New YouGov poll adds to Cameron’s EU woes as UKIP surges
Conservative Party voters, who supported Cameron in 2010, are planning to turn away from the government at the European Parliamentary elections due next year.
According to a poll released on Tuesday by YouGov, some 17% of people plan to back UKIP at the European level, compared to just 27% who plan to back the Conservatives. Out of those who voted Conservative at the last General Election, almost a third (32%) would vote UKIP next year, the survey found.
Labour fared the best and are projected to win 38% of the vote, although they have lost out in, with the Liberal Democrats and Greens both expected to pick up more votes.
The findings come just days after rival pollsters put UKIP ahead of the Conservatives by one point in EU polls.

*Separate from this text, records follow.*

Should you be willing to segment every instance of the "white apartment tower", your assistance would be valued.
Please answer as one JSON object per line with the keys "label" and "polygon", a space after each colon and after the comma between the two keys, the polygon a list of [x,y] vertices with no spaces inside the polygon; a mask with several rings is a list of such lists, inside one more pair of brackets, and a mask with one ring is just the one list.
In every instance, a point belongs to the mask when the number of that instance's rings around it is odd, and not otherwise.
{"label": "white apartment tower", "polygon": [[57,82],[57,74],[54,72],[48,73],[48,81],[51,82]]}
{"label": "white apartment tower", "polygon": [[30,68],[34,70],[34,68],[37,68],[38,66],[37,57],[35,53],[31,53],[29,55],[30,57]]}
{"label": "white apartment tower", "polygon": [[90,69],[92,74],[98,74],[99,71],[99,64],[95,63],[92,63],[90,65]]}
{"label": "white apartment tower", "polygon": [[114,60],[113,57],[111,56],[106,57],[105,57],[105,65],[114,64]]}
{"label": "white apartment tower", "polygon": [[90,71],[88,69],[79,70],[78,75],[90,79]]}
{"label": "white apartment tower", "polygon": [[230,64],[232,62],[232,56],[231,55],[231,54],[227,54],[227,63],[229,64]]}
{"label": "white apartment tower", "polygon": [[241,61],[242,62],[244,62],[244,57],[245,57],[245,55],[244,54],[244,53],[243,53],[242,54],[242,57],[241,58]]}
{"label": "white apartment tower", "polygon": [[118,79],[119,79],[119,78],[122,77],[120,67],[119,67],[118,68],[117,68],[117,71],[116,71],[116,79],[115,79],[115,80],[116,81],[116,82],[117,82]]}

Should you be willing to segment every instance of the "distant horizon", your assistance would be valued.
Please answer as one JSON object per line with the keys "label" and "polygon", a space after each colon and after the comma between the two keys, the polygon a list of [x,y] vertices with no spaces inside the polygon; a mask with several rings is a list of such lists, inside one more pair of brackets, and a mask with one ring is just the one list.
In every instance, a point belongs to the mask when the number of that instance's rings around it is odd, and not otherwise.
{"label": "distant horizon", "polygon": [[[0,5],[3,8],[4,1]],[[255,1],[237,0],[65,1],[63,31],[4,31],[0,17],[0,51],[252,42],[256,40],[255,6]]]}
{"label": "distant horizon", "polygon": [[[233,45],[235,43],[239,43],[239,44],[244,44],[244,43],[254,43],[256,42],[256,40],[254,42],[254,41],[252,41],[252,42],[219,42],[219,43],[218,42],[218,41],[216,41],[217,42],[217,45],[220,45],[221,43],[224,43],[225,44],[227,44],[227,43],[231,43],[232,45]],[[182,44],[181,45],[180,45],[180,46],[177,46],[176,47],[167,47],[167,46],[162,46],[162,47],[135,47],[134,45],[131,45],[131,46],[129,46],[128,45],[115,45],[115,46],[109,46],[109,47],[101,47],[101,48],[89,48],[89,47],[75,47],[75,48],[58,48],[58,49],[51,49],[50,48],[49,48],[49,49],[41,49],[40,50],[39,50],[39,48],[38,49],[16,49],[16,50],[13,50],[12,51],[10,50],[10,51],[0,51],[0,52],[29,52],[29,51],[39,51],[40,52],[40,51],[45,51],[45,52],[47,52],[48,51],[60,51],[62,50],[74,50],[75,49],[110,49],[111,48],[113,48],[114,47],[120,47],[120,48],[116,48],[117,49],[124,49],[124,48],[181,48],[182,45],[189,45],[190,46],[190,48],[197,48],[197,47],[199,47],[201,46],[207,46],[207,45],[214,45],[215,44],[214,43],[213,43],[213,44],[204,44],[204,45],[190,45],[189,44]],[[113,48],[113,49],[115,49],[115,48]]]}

“At this stage, with 17 months to go until the elections, voting figures are of little predictive use. In the past, UKIP has added very significantly to its support during the election campaign itself,” says YouGov president, Peter Kellner.
“All that can be said at this stage is that for UKIP to have support in the region of 20% long before the campaign has begun is excellent news for them. They could easily go on to win 25-30% next year, and very possibly top the poll.”
How will London vote in 2014?
Labour – 35%
Conservatives – 30%
UKIP – 17%
Lib Dem – 12 %
Greens – 5%
SNP – 1%
YouGov admits that its polling numbers can be volatile. In 2004, their methods overestimated UKIP’s popularity at the EU level by some four points, although the pollster has since fine-tuned its questions and its EP election 2009 prediction were practically spot on.
The pollster believes that the change in approach explains the higher levels of support recorded for UKIP in other widely-publicised recent polls.
More YouGov UKIP findings:
20% of men say they would vote UKIP, but just 14% of women.
Almost 30% of the over-60s say they support UKIP, compared to 17% of those aged 40-59. A mere 8% of people under 40 support UKIP.
UKIP polls about 20% in most British regions, but has nominal support in Scotland, where it is forecast to pick up just 8% of vote in 2014.